Don't forget that this study only measured math and reading. There are more subjects than math and reading like history, science, art, PE, and music. The public school that my kids attended last year only did math and reading and nothing else. My kids are going to private next year.
Bingo!!!!!!!!! One of the major reasons why we are going private next year.
The sad thing is that we were in a public school that was okay (good test scores, most of the kids were nice, very active parents), and then the district closed it. We then went to a school from H***.
OMG, are they still pushing that new math crap? You did well to get your children out.
No kidding, the storiees I hear from friends who went to public schools are appalling, as if bullying, physical assaults, and teasing are normal parts of a secondary education.
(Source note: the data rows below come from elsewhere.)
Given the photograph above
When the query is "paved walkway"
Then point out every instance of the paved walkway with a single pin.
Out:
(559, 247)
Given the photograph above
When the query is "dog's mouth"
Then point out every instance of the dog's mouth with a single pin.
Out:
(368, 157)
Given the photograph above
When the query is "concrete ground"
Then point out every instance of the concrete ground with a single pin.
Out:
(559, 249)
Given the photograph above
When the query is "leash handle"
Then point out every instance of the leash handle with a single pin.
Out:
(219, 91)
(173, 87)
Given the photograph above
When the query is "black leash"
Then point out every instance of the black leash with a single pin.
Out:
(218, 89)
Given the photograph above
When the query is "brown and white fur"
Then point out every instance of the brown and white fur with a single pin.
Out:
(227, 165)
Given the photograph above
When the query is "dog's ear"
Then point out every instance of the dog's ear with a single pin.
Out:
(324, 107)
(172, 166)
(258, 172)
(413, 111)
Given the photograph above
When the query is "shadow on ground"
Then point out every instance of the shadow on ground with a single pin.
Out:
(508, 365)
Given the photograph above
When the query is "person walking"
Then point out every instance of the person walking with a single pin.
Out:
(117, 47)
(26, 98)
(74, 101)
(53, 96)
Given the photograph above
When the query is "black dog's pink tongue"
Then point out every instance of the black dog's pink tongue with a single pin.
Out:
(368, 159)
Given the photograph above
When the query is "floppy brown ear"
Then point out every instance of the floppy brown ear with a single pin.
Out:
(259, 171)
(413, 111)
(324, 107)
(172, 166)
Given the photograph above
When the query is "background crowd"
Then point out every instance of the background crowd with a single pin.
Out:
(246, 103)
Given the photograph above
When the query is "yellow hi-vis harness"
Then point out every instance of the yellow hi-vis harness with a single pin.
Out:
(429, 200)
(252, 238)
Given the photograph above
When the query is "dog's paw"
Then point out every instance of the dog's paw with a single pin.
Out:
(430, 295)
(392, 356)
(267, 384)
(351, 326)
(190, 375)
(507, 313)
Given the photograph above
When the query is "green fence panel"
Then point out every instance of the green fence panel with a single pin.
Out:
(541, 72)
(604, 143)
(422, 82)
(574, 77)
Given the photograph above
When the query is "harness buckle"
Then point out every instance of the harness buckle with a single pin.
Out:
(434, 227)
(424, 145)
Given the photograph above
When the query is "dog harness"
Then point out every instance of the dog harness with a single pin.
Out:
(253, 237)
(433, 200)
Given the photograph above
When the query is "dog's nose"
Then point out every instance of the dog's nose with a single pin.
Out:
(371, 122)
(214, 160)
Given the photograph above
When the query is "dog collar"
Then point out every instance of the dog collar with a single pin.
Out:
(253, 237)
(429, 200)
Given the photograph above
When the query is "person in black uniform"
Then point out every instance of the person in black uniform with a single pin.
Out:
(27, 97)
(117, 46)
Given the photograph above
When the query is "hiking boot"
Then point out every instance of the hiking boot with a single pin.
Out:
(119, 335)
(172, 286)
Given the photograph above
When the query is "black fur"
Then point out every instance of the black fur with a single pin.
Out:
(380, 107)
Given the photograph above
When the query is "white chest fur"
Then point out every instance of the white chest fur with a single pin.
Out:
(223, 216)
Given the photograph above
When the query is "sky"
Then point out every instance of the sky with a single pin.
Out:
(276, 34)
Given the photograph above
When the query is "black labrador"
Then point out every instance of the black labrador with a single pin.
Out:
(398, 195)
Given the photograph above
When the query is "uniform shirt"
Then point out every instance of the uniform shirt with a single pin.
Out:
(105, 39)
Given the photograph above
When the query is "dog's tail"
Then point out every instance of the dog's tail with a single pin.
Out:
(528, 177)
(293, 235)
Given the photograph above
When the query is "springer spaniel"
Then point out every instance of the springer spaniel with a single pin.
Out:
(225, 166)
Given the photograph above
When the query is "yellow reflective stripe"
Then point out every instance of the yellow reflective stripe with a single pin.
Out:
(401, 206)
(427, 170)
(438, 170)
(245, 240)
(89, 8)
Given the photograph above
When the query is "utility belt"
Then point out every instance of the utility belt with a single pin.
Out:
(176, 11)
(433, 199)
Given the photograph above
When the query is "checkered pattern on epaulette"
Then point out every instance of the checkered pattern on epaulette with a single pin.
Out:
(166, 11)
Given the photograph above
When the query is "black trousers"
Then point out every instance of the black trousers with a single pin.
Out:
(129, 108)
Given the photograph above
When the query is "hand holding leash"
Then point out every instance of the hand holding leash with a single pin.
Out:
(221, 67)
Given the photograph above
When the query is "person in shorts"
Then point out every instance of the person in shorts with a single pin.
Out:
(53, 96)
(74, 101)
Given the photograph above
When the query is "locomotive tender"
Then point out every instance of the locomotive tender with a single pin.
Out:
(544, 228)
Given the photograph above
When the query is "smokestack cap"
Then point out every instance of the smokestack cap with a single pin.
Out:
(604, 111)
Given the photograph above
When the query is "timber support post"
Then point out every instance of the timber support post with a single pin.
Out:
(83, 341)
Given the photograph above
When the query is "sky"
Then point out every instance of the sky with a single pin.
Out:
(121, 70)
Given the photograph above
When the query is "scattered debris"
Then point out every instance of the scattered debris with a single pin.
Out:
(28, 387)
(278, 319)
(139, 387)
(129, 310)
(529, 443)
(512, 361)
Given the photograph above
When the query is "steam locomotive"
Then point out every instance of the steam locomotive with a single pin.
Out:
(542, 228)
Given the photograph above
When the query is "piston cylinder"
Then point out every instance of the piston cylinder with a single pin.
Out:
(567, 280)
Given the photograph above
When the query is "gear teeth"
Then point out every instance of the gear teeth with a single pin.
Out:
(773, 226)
My wife works with a teacher who used to teach at the local high school, and her stories are mind-blowing.
Well...just give the parents the vouchers and see which one they choose...
I will believe it when the elite stop sending their kids to private schools.
Oh it is worse that the new math. This program adopts the idea that there are different math processes that can be used to figure out problems. Lets teach several of these processes in the hopes that the individual student will gravitate to a process that works for them.
The downside is, that some percentage of students are not able to easily grasp different ways of processing a math problem. So they end up using step 1 from process 1 and step 2 from process 2 and end up with a method that will NEVER reach the right answer.
Worse yet, the school district spent millions on this program and they are not even willing to consider a different approach.